Allan Alcorn invented Pong. It spawned and inspired an industry that grew to almost $100 billion, and the technologies used in video games have spread, again, to every aspect of technology, to the point that Microsoft used Cortana, a video game character, to leverage name/brand recognition with gamers in one if it's core products.

Bill Gates, for better or worse, transformed the personal computing industry, and has been on a humanitarian campaign for the last several years.

Setting aside food supply management politics, Robert Fraley introduced the first work on transgenic foods and continues to be a strong contributor to modern food science.

Norman Borlaug. "and is credited with saving over a billion people worldwide from starvation" is the best introduction a human could have. If you don't know who he is or what he did, you owe it to yourself to learn more :)

Moving on to relative contemporaries:

Linus Torvalds made Linux, which as you may have heard, has impacted technology a bit.

Tim Berners-Lee and Robert Cailliau basically invented the web and inspired the modern web.

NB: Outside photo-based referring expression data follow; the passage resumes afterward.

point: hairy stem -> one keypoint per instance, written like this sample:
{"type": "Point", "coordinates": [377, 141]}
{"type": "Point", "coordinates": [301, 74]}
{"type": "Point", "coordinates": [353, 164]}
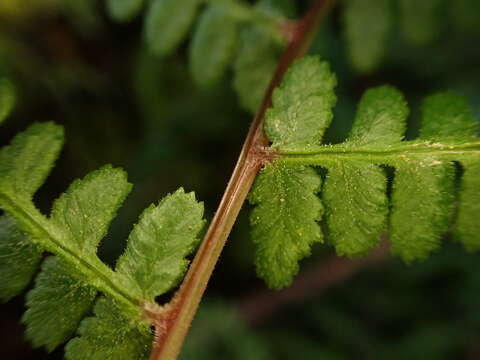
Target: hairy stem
{"type": "Point", "coordinates": [172, 321]}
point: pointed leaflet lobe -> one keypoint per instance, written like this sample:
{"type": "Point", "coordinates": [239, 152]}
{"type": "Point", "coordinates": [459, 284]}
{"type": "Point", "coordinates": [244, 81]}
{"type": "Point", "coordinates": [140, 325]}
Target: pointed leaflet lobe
{"type": "Point", "coordinates": [110, 335]}
{"type": "Point", "coordinates": [284, 220]}
{"type": "Point", "coordinates": [56, 305]}
{"type": "Point", "coordinates": [355, 192]}
{"type": "Point", "coordinates": [124, 10]}
{"type": "Point", "coordinates": [7, 98]}
{"type": "Point", "coordinates": [154, 260]}
{"type": "Point", "coordinates": [89, 205]}
{"type": "Point", "coordinates": [422, 206]}
{"type": "Point", "coordinates": [167, 23]}
{"type": "Point", "coordinates": [424, 187]}
{"type": "Point", "coordinates": [367, 26]}
{"type": "Point", "coordinates": [19, 259]}
{"type": "Point", "coordinates": [213, 44]}
{"type": "Point", "coordinates": [27, 161]}
{"type": "Point", "coordinates": [302, 105]}
{"type": "Point", "coordinates": [381, 117]}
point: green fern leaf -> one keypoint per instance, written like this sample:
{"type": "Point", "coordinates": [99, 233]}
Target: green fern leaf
{"type": "Point", "coordinates": [167, 23]}
{"type": "Point", "coordinates": [367, 28]}
{"type": "Point", "coordinates": [420, 20]}
{"type": "Point", "coordinates": [26, 163]}
{"type": "Point", "coordinates": [71, 300]}
{"type": "Point", "coordinates": [355, 189]}
{"type": "Point", "coordinates": [213, 44]}
{"type": "Point", "coordinates": [447, 116]}
{"type": "Point", "coordinates": [468, 225]}
{"type": "Point", "coordinates": [257, 57]}
{"type": "Point", "coordinates": [87, 208]}
{"type": "Point", "coordinates": [154, 260]}
{"type": "Point", "coordinates": [7, 98]}
{"type": "Point", "coordinates": [124, 10]}
{"type": "Point", "coordinates": [284, 222]}
{"type": "Point", "coordinates": [153, 263]}
{"type": "Point", "coordinates": [19, 259]}
{"type": "Point", "coordinates": [422, 204]}
{"type": "Point", "coordinates": [302, 105]}
{"type": "Point", "coordinates": [110, 335]}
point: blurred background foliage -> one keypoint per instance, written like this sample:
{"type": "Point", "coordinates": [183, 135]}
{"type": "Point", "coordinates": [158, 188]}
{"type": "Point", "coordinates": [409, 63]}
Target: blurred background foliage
{"type": "Point", "coordinates": [120, 104]}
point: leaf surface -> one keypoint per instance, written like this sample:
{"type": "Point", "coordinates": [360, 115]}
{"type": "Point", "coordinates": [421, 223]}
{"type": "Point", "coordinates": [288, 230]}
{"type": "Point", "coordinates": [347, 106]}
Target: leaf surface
{"type": "Point", "coordinates": [422, 206]}
{"type": "Point", "coordinates": [284, 221]}
{"type": "Point", "coordinates": [420, 20]}
{"type": "Point", "coordinates": [110, 335]}
{"type": "Point", "coordinates": [356, 206]}
{"type": "Point", "coordinates": [124, 10]}
{"type": "Point", "coordinates": [19, 259]}
{"type": "Point", "coordinates": [154, 260]}
{"type": "Point", "coordinates": [167, 23]}
{"type": "Point", "coordinates": [213, 45]}
{"type": "Point", "coordinates": [88, 207]}
{"type": "Point", "coordinates": [381, 117]}
{"type": "Point", "coordinates": [257, 56]}
{"type": "Point", "coordinates": [7, 98]}
{"type": "Point", "coordinates": [56, 305]}
{"type": "Point", "coordinates": [367, 27]}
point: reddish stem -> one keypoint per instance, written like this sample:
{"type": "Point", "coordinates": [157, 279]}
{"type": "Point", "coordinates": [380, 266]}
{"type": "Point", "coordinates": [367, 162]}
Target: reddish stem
{"type": "Point", "coordinates": [172, 321]}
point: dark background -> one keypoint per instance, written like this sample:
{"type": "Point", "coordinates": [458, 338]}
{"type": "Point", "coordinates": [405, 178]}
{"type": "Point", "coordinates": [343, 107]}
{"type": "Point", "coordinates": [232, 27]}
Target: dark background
{"type": "Point", "coordinates": [121, 105]}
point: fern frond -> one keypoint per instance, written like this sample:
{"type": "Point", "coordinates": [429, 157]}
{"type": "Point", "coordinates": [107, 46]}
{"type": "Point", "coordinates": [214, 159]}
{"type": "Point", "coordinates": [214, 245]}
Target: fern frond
{"type": "Point", "coordinates": [257, 56]}
{"type": "Point", "coordinates": [229, 33]}
{"type": "Point", "coordinates": [355, 191]}
{"type": "Point", "coordinates": [65, 290]}
{"type": "Point", "coordinates": [19, 259]}
{"type": "Point", "coordinates": [167, 23]}
{"type": "Point", "coordinates": [210, 52]}
{"type": "Point", "coordinates": [152, 268]}
{"type": "Point", "coordinates": [110, 335]}
{"type": "Point", "coordinates": [284, 222]}
{"type": "Point", "coordinates": [370, 25]}
{"type": "Point", "coordinates": [420, 21]}
{"type": "Point", "coordinates": [124, 10]}
{"type": "Point", "coordinates": [367, 28]}
{"type": "Point", "coordinates": [7, 98]}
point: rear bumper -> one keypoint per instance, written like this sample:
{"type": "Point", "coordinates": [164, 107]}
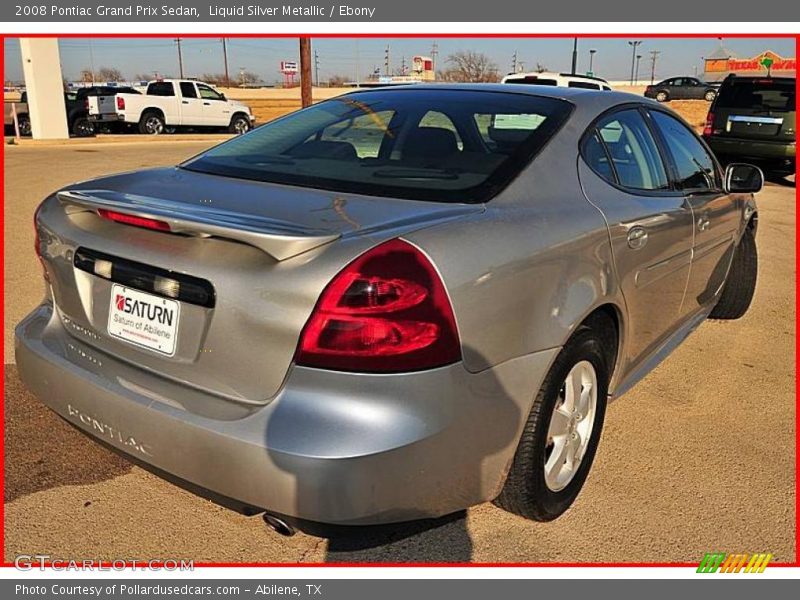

On the tech and financial side, Mark Zuckerberg has done quite well with Facebook, and for better or worse is driving connectivity into unconnected parts of the world.

Elon Musk is a visionary, and is pretty cool, but he is not exactly once-in-a-generation.

1 comments

sorry, but those people are just not on the same level.
I literally laughed out loud at this. Obviously greatness is subjective, but you are really reaching if you think someone saving a billion lives isn't 'on the same level' as Elon Musk who has yet to go to the moon (although I'm sure he will), who has yet to make a profitable car company (this one I'm not so sure about), who has yet to change the energy infrastructure of the world (he's chipping away at this one steadily).

The important thing about history is it's written after the fact. If Elon Musk died today he would be remembered for his work at PayPal and starting several ambitious companies before they achieved financial success. I'd wager that if he died today all of his companies would fail and he would be remembered for trying to do too much and working himself to death before he achieved his goals. He could very well end up as a Greek tragedy.

If you say this about a number of the people on that list, you're going to say that about anyone from this generation.